But to cover publication and production costs, many of these open-access publishers had to charge authors a publication fee. According to John Willinsky, an education professor at Stanford University in California, these ‘article processing charges’ (APCs), which often reach thousands of dollars, can be prohibitive for some researchers who might wish to promote free access to their scholarly papers, but can’t afford to pay the fee.

“The APC is now a deterrent,” Willinsky says. “It’s putting people off.”

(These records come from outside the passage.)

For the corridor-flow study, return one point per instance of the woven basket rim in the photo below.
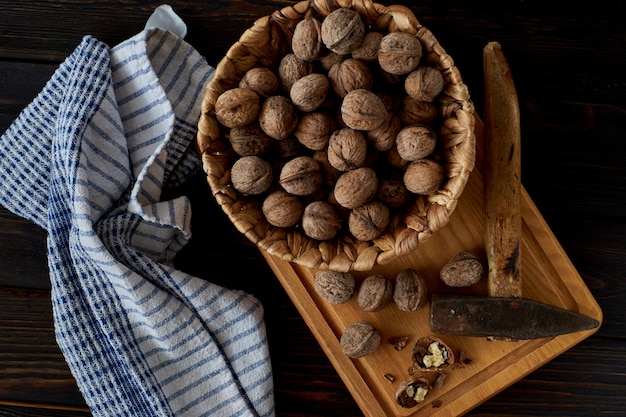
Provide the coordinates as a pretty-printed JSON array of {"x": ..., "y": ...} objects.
[{"x": 262, "y": 45}]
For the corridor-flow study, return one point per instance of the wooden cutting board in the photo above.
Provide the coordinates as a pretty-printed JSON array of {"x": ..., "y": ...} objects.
[{"x": 549, "y": 277}]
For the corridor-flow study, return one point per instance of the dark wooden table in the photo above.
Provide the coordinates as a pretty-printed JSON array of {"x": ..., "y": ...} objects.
[{"x": 568, "y": 60}]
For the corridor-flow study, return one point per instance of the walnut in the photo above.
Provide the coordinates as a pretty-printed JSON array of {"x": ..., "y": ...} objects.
[
  {"x": 423, "y": 176},
  {"x": 374, "y": 293},
  {"x": 261, "y": 80},
  {"x": 329, "y": 172},
  {"x": 250, "y": 140},
  {"x": 463, "y": 270},
  {"x": 363, "y": 110},
  {"x": 350, "y": 74},
  {"x": 347, "y": 149},
  {"x": 334, "y": 287},
  {"x": 395, "y": 160},
  {"x": 292, "y": 68},
  {"x": 399, "y": 53},
  {"x": 415, "y": 111},
  {"x": 368, "y": 51},
  {"x": 356, "y": 187},
  {"x": 412, "y": 391},
  {"x": 301, "y": 176},
  {"x": 359, "y": 339},
  {"x": 320, "y": 221},
  {"x": 430, "y": 353},
  {"x": 329, "y": 59},
  {"x": 424, "y": 83},
  {"x": 278, "y": 117},
  {"x": 392, "y": 192},
  {"x": 416, "y": 142},
  {"x": 343, "y": 30},
  {"x": 251, "y": 175},
  {"x": 383, "y": 137},
  {"x": 306, "y": 42},
  {"x": 314, "y": 130},
  {"x": 369, "y": 220},
  {"x": 237, "y": 107},
  {"x": 287, "y": 148},
  {"x": 309, "y": 92},
  {"x": 409, "y": 292},
  {"x": 282, "y": 209}
]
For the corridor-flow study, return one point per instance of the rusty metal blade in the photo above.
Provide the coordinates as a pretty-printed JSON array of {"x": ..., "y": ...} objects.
[{"x": 515, "y": 318}]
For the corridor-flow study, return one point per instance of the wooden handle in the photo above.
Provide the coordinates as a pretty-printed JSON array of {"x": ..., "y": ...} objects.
[{"x": 502, "y": 176}]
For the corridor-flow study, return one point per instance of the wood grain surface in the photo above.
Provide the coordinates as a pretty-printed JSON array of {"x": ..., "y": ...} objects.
[{"x": 567, "y": 61}]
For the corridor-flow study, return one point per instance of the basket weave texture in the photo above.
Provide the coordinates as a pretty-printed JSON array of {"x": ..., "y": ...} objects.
[{"x": 264, "y": 44}]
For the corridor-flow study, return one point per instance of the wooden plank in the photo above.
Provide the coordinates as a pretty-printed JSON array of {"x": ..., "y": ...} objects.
[{"x": 550, "y": 278}]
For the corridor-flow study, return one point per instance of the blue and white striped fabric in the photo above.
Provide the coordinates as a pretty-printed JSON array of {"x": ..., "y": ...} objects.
[{"x": 88, "y": 160}]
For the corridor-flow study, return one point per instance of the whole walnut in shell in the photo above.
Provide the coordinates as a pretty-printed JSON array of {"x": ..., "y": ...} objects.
[
  {"x": 423, "y": 176},
  {"x": 424, "y": 83},
  {"x": 251, "y": 175},
  {"x": 356, "y": 187},
  {"x": 416, "y": 142},
  {"x": 410, "y": 290},
  {"x": 237, "y": 107},
  {"x": 363, "y": 110},
  {"x": 399, "y": 53},
  {"x": 261, "y": 80},
  {"x": 359, "y": 339},
  {"x": 392, "y": 192},
  {"x": 383, "y": 137},
  {"x": 414, "y": 111},
  {"x": 250, "y": 140},
  {"x": 369, "y": 220},
  {"x": 301, "y": 176},
  {"x": 335, "y": 287},
  {"x": 368, "y": 50},
  {"x": 321, "y": 220},
  {"x": 343, "y": 31},
  {"x": 282, "y": 209},
  {"x": 314, "y": 129},
  {"x": 278, "y": 117},
  {"x": 374, "y": 293},
  {"x": 292, "y": 68},
  {"x": 309, "y": 92},
  {"x": 350, "y": 74},
  {"x": 347, "y": 149},
  {"x": 306, "y": 42},
  {"x": 463, "y": 270}
]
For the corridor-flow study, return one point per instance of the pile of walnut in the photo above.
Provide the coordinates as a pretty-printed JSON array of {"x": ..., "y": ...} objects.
[
  {"x": 408, "y": 292},
  {"x": 340, "y": 134}
]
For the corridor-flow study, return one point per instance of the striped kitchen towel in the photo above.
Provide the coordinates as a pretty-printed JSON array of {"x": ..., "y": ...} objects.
[{"x": 88, "y": 161}]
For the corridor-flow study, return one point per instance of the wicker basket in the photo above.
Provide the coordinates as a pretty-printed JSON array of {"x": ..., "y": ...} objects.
[{"x": 264, "y": 44}]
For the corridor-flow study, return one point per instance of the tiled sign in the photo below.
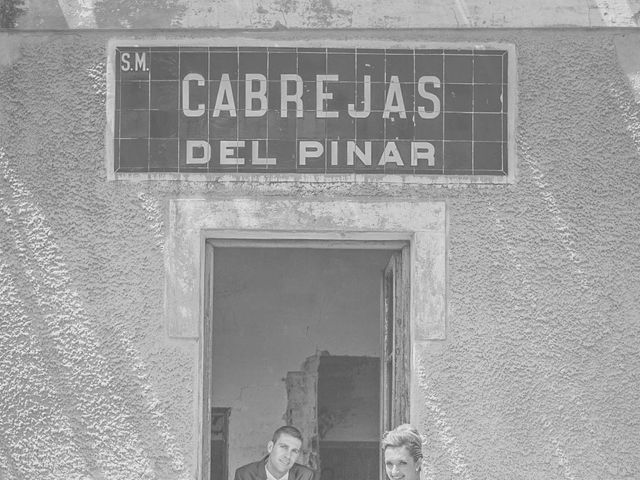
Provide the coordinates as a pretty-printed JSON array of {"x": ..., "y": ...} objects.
[{"x": 311, "y": 110}]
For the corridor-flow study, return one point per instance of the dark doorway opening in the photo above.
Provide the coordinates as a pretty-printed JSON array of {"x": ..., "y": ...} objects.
[{"x": 300, "y": 335}]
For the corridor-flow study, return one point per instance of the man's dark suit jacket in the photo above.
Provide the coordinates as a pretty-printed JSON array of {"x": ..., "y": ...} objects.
[{"x": 255, "y": 471}]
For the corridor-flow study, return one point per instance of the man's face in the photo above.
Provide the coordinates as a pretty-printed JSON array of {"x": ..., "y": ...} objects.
[
  {"x": 283, "y": 454},
  {"x": 400, "y": 465}
]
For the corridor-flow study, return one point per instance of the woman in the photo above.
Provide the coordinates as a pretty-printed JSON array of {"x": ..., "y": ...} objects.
[{"x": 402, "y": 448}]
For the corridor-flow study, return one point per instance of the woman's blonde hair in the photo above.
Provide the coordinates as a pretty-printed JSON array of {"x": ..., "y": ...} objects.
[{"x": 404, "y": 436}]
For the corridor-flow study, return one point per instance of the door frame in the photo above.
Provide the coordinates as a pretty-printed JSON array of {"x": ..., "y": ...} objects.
[
  {"x": 395, "y": 243},
  {"x": 191, "y": 221}
]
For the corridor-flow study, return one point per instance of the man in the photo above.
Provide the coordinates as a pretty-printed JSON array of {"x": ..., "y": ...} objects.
[{"x": 280, "y": 464}]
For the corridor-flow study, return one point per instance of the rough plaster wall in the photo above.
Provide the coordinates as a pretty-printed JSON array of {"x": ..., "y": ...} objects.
[
  {"x": 274, "y": 308},
  {"x": 326, "y": 13},
  {"x": 538, "y": 377}
]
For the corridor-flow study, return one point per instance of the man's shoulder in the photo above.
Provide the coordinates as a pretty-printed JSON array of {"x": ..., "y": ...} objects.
[
  {"x": 301, "y": 471},
  {"x": 250, "y": 468}
]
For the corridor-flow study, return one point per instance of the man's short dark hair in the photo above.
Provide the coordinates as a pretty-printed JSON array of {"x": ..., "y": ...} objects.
[{"x": 287, "y": 430}]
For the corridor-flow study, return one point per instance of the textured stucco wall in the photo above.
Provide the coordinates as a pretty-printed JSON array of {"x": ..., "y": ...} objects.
[{"x": 539, "y": 374}]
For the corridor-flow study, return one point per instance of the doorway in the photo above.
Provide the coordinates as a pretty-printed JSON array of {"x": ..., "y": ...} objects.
[{"x": 307, "y": 334}]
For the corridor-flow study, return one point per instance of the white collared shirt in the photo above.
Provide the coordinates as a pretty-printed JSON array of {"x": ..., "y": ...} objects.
[{"x": 271, "y": 477}]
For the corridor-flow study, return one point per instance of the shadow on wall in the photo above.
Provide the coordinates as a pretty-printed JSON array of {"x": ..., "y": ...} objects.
[{"x": 10, "y": 10}]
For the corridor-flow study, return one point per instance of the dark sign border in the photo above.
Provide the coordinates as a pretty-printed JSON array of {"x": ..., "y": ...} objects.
[{"x": 390, "y": 175}]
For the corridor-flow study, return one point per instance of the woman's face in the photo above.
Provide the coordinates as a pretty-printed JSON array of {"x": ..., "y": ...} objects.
[{"x": 400, "y": 465}]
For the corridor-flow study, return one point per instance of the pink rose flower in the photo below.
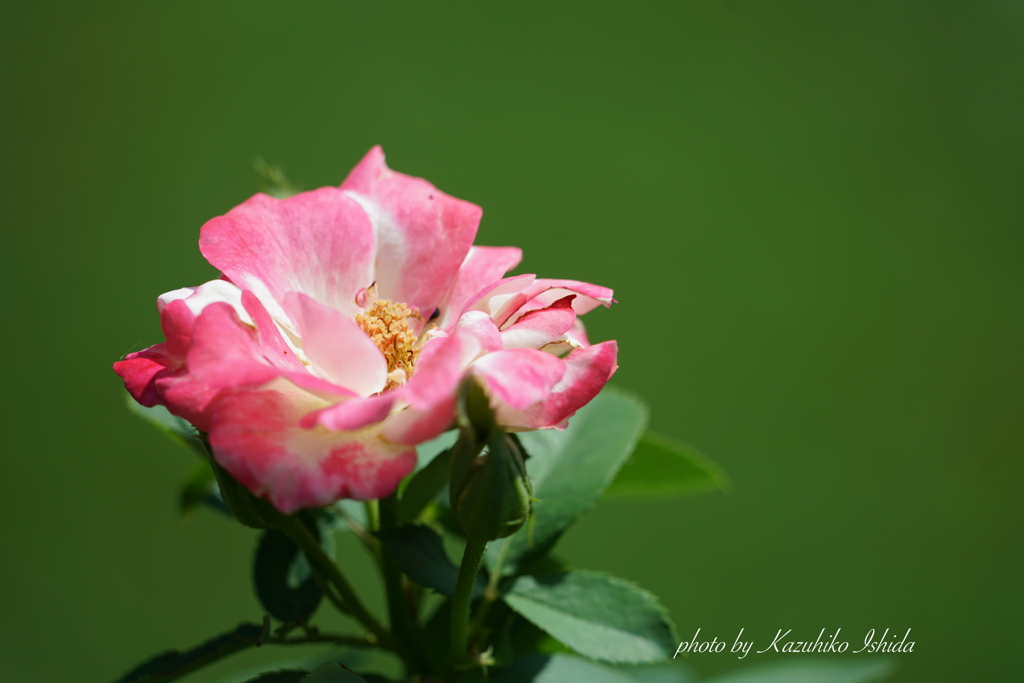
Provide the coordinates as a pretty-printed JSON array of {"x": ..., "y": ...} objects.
[{"x": 340, "y": 331}]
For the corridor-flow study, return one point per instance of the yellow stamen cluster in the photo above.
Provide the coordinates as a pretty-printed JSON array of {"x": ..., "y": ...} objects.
[{"x": 387, "y": 324}]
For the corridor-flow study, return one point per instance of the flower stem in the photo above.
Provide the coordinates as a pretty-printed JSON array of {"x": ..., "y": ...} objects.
[
  {"x": 491, "y": 595},
  {"x": 463, "y": 597},
  {"x": 294, "y": 527},
  {"x": 401, "y": 619}
]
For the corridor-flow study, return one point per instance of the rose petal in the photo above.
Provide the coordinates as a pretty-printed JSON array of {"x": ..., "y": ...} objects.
[
  {"x": 519, "y": 377},
  {"x": 318, "y": 243},
  {"x": 482, "y": 267},
  {"x": 256, "y": 436},
  {"x": 541, "y": 327},
  {"x": 337, "y": 346},
  {"x": 423, "y": 235}
]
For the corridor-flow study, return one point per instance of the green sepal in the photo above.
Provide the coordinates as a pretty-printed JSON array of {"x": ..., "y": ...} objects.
[
  {"x": 200, "y": 488},
  {"x": 176, "y": 429},
  {"x": 497, "y": 499},
  {"x": 425, "y": 486},
  {"x": 252, "y": 511},
  {"x": 489, "y": 489}
]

In a preprint article posted online last month, Willinsky has sketched a blueprint for an alternative funding model. Instead of authors paying the APC, he suggests that funding agencies and foundations directly cover the APCs for their grantees, with the charges split among backers for authors who have multiple sources of funding. And for the small proportion of articles from authors who lack external support, Willinsky proposes that a coalition of academic research libraries should pick up the tab.

According to Willinsky, such a funder- and library-pay model would eliminate many of the inefficiencies of the existing system, in which authors usually pay the APC out of their grants, but only after their institutions have taken a cut for overhead costs. It would also give large funders such as the US National Institutes of Health (NIH) more leverage to lean on open-access publishers and negotiate lower fees. Plus, he argues, it would make it easier to promote data-sharing and data-mining, as well as advance the long-time goals of universal open access.

To demonstrate the feasibility of the idea, Willinsky and Stanford undergraduate student Matthew Rusk applied the model to eLife (which until this year, when it started charging an APC, was completely underwritten by three large non-profits), to the seven PLOS journals (which charge APCs ranging from US$1,495 to US$2,900), and to about 25 of the subscription-based titles from BioOne, a journal aggregator. Using data from the NIH’s indexing service PubMed, they showed that 83% of papers from these three journal publishers had at least one funder who could cover processing fees, and libraries would only have to pay about US$1 per article for the remaining unsponsored papers.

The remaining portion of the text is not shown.